简体   繁体   English

我的PHP正则表达式有什么问题?

[英]What's wrong with my PHP regex?

I'm trying to pull a specific link from a feed where all of the content is on one line and there are multiple links present. 我正在尝试从供稿中提取特定链接,其中所有内容都在一行上,并且存在多个链接。 The one I want has the content of "[link]" in the the A tag. 我想要的一个在A标记中具有“ [link]”的内容。 Here's my example: 这是我的示例:

<a href="google.com/">test1</a> <a href="google.com/">test2</a> <a href="http://www.amazingpage.com/">[link]</a> <a href="google.com/">test3</a><a href="google.com/">test4</a>
... could be more links before and/or after

How do I isolate just the href with the content "[link]"? 如何仅将带有内容“ [link]”的href隔离?

This regex goes to the correct end of the block I want, but starts at the first link: 此正则表达式转到我想要的块的正确末端,但从第一个链接开始:

(?<=href\=\").*?(?=\[link\])

Any help would be greatly appreciated! 任何帮助将不胜感激! Thanks. 谢谢。

Try this updated regex: 试试这个更新的正则表达式:

(?<=href\=\")[^<]*?(?=\">\[link\])

See demo . 参见演示 The problem is that the dot matches too many characters and in order to get the right 'href' you need to just restrict the regex to [^<]*? 问题是点匹配太多字符,为了获得正确的“ href”,您只需要将正则表达式限制为[^<]*? .

Alternatively :) 或者:)

This code : 此代码:

$string = '<a href="google.com/">test1</a> <a href="google.com/">test2</a> <a href="http://www.amazingpage.com/">[link]</a> <a href="google.com/">test3</a><a href="google.com/">test4</a>';
$regex = '/href="([^"]*)">\[link\]/i';
$result = preg_match($regex, $string, $matches);
var_dump($matches);

Will return : 将返回 :

array(2) {
  [0] =>
  string(41) "href="http://www.amazingpage.com/">[link]"
  [1] =>
  string(27) "http://www.amazingpage.com/"
}

You can avoid using regular expression and use DOM to do this. 您可以避免使用正则表达式,而可以使用DOM来执行此操作。

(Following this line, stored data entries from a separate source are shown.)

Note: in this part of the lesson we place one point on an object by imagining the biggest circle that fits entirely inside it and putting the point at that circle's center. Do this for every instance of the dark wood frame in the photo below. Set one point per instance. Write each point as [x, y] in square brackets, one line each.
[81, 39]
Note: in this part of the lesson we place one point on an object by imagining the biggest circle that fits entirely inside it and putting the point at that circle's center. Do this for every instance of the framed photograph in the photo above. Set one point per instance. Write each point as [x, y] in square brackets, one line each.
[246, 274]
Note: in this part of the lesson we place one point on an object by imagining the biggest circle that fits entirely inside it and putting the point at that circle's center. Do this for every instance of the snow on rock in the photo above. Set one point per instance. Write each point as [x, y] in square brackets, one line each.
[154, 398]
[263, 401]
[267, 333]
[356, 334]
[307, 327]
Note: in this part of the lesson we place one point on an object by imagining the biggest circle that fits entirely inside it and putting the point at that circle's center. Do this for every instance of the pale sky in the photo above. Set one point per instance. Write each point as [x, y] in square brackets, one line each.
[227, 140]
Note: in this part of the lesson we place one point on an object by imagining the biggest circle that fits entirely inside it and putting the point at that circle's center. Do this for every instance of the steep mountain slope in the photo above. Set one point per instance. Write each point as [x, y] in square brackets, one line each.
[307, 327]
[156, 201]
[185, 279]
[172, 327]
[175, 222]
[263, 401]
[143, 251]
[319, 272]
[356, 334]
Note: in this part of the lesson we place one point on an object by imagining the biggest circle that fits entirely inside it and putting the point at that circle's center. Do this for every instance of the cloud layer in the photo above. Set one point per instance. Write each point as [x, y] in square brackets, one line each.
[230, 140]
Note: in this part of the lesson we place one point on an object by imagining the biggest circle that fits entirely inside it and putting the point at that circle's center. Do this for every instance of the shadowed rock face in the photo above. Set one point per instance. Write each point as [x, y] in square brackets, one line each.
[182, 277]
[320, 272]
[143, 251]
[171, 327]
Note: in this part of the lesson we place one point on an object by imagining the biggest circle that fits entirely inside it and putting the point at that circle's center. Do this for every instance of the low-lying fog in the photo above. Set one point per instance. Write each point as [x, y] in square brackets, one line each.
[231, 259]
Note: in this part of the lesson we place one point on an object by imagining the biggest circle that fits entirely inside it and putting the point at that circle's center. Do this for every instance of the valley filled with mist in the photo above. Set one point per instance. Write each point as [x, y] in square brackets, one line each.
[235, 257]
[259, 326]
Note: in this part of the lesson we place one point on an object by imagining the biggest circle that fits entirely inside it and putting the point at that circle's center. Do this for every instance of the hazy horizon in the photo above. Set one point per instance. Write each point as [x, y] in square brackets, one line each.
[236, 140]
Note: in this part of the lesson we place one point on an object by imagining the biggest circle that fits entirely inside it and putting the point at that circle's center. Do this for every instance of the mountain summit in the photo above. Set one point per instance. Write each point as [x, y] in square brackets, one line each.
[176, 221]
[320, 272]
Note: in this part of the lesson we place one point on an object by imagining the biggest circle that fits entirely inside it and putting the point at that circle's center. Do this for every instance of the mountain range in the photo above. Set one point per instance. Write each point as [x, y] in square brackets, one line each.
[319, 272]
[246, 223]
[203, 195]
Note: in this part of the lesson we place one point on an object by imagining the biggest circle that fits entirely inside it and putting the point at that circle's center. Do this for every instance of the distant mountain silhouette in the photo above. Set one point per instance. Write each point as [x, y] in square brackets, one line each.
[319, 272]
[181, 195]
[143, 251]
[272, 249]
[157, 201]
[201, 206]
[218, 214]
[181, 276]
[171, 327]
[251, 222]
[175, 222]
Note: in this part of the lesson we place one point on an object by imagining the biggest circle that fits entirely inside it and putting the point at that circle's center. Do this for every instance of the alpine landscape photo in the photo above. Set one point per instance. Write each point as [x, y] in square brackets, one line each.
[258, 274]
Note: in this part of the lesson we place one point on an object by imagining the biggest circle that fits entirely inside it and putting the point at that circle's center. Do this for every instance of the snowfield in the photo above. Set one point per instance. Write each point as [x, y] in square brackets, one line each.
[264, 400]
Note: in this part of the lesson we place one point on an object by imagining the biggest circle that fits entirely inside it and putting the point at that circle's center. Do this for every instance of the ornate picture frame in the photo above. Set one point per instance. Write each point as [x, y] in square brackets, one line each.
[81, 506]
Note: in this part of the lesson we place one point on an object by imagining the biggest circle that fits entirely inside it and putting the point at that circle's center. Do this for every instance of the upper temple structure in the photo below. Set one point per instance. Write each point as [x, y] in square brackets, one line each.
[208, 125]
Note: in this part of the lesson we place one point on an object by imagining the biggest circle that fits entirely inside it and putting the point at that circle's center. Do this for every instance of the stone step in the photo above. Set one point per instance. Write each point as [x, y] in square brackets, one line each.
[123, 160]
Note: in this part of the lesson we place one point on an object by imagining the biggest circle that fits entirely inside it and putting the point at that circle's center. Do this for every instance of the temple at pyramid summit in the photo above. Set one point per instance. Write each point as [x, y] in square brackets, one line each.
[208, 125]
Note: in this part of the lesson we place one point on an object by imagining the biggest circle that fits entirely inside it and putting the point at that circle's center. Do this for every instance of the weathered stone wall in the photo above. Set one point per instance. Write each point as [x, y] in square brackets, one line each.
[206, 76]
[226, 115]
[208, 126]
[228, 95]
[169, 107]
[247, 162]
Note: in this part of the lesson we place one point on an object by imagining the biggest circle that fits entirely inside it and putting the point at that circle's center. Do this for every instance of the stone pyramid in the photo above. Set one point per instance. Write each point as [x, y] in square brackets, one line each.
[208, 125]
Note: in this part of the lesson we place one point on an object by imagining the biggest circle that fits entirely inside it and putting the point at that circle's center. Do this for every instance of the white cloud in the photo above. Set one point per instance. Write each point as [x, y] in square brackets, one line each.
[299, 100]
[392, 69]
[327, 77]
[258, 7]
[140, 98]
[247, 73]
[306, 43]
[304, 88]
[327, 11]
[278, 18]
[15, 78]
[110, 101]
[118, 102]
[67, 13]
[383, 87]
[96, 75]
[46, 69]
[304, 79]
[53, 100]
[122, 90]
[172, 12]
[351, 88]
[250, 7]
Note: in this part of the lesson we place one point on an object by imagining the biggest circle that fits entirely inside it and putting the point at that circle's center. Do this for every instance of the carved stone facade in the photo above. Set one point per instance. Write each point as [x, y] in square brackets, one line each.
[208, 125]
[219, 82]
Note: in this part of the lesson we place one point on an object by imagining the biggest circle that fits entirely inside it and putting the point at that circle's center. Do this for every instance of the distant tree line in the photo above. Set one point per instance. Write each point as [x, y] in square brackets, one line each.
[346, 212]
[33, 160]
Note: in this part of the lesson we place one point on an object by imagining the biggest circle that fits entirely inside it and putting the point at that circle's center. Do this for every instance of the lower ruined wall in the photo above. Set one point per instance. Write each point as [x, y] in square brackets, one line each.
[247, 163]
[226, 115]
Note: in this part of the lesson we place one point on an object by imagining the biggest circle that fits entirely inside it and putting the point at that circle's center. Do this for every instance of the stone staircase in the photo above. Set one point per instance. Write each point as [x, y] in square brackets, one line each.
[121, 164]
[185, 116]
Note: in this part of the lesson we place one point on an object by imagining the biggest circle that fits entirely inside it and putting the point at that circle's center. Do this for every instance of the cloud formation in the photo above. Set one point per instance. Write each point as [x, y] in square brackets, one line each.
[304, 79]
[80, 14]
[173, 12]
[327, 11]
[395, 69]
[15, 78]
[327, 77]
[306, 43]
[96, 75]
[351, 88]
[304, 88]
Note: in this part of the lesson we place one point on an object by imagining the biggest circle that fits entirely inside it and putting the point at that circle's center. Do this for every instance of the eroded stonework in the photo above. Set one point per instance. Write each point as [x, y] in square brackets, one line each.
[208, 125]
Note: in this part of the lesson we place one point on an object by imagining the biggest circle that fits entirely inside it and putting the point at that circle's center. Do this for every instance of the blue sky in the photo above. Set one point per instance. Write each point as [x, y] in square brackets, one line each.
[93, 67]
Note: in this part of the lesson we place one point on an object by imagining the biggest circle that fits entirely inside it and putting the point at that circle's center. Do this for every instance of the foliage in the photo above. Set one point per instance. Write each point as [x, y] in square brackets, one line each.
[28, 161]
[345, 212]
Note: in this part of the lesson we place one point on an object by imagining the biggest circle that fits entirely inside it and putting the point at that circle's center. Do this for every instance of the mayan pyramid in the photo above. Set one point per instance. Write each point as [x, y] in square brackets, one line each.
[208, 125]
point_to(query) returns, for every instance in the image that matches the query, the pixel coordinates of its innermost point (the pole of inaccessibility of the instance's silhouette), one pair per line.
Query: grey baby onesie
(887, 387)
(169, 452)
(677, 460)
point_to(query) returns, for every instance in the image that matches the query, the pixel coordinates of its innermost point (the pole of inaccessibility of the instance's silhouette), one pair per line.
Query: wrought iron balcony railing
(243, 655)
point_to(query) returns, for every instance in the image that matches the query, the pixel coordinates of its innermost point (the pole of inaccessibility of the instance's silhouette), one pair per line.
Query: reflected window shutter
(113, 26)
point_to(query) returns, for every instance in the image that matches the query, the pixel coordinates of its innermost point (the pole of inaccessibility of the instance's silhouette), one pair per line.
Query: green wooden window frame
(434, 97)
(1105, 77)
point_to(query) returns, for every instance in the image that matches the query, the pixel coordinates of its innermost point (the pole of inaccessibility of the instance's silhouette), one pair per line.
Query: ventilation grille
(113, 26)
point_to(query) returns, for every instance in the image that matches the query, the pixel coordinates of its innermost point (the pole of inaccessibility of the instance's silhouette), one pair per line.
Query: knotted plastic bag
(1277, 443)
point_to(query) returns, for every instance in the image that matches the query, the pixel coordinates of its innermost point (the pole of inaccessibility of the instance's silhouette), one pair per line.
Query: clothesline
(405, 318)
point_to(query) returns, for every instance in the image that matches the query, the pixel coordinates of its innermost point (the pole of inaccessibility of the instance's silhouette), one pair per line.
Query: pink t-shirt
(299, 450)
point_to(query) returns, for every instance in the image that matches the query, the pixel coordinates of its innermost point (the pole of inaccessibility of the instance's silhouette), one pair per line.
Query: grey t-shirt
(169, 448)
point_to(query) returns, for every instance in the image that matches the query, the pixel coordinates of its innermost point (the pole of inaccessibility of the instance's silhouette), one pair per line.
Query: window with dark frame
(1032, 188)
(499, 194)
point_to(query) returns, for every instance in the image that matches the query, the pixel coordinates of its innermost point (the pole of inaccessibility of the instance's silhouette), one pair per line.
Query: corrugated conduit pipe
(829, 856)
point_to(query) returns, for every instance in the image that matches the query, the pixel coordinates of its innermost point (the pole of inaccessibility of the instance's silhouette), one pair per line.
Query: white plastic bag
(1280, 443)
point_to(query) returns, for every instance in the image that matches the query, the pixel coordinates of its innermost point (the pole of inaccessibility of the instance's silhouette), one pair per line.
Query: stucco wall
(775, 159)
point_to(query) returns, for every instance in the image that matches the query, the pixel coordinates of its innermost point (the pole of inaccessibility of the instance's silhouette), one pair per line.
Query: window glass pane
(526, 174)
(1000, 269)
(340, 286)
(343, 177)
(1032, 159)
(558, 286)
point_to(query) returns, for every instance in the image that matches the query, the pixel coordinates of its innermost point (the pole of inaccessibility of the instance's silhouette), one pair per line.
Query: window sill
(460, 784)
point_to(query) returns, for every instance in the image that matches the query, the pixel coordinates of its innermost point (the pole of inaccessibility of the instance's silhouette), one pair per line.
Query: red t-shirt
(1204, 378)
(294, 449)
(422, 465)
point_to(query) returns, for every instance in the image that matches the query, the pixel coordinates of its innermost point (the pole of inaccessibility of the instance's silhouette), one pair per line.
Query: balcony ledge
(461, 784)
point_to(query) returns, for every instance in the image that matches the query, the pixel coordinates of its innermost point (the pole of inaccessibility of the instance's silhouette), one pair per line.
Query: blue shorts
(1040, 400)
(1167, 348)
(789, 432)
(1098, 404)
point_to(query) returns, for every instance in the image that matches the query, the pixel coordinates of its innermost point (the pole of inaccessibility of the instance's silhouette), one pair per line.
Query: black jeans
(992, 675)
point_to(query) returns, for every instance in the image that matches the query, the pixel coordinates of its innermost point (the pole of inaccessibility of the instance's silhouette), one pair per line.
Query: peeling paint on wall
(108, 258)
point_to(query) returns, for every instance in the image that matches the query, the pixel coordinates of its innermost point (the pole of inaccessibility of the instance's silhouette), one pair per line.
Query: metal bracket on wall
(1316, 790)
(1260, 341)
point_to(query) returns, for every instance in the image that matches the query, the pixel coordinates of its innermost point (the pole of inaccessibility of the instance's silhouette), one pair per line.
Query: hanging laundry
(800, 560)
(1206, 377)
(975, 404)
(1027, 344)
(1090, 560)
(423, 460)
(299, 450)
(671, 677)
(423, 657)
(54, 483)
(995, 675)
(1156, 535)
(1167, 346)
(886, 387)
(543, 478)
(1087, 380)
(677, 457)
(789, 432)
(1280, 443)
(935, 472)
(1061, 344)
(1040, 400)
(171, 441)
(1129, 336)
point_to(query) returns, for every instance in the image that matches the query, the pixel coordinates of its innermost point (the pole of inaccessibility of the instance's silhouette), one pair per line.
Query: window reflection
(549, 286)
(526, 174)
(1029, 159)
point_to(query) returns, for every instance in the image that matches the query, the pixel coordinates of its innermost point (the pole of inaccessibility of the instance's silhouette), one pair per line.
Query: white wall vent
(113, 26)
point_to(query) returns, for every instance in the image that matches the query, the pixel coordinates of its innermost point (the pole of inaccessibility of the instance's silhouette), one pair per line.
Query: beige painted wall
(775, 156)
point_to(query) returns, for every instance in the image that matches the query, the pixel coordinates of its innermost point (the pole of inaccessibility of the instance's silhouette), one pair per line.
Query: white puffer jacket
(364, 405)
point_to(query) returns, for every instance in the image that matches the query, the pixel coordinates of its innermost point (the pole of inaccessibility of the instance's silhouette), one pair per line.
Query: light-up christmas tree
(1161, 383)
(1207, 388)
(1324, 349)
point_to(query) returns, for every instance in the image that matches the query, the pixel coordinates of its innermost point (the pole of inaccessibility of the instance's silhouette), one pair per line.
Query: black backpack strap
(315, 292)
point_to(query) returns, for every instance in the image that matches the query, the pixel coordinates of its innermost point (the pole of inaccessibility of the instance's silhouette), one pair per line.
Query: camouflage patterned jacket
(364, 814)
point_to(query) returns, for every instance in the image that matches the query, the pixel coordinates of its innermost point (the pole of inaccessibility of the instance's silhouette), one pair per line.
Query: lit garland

$doc = DOMDocument::loadHTML('
     <a href="google.com/">test1</a>
     <a href="google.com/">test2</a>
     <a href="http://www.amazingpage.com/">[link]</a>
     <a href="google.com/">test3</a>
     <a href="google.com/">test4</a>
');

foreach ($doc->getElementsByTagName('a') as $link) {
   if ($link->nodeValue == '[link]') {
     echo $link->getAttribute('href');
   }
}

With DOMDocument and XPath: 使用DOMDocument和XPath:

$dom = DOMDOcument::loadHTML($yourHTML);
$xpath = DOMXPath($dom);

foreach ($xpath->query('//a[. = "[link]"]/@href') as $node) {
    echo $node->nodeValue;
}

or if you are looking for only one result: 或者,如果您只寻找一个结果:

$dom = DOMDOcument::loadHTML($yourHTML);
$xpath = DOMXPath($dom);

$nodeList = $xp->query('//a[. = "[link]"][1]/@href');
if ($nodeList->length) 
    echo $nodeList->item(0)->nodeValue;

xpath query details: xpath查询详细信息:

//a              # 'a' tag everywhere in the DOM tree
[. = "[link]"]   # (condition) which has "[link]" as value 
/@href           # "href" attribute

The reason your regex pattern doesn't work: 您的正则表达式模式不起作用的原因:

The regex engine walks from left to right and for each position in the string it tries to succeed. 正则表达式引擎从左向右移动,并尝试在字符串中的每个位置成功。 So, even if you use a non-greedy quantifier, you obtain always the leftmost result. 因此,即使您使用非贪婪的量词,也始终会获得最左边的结果。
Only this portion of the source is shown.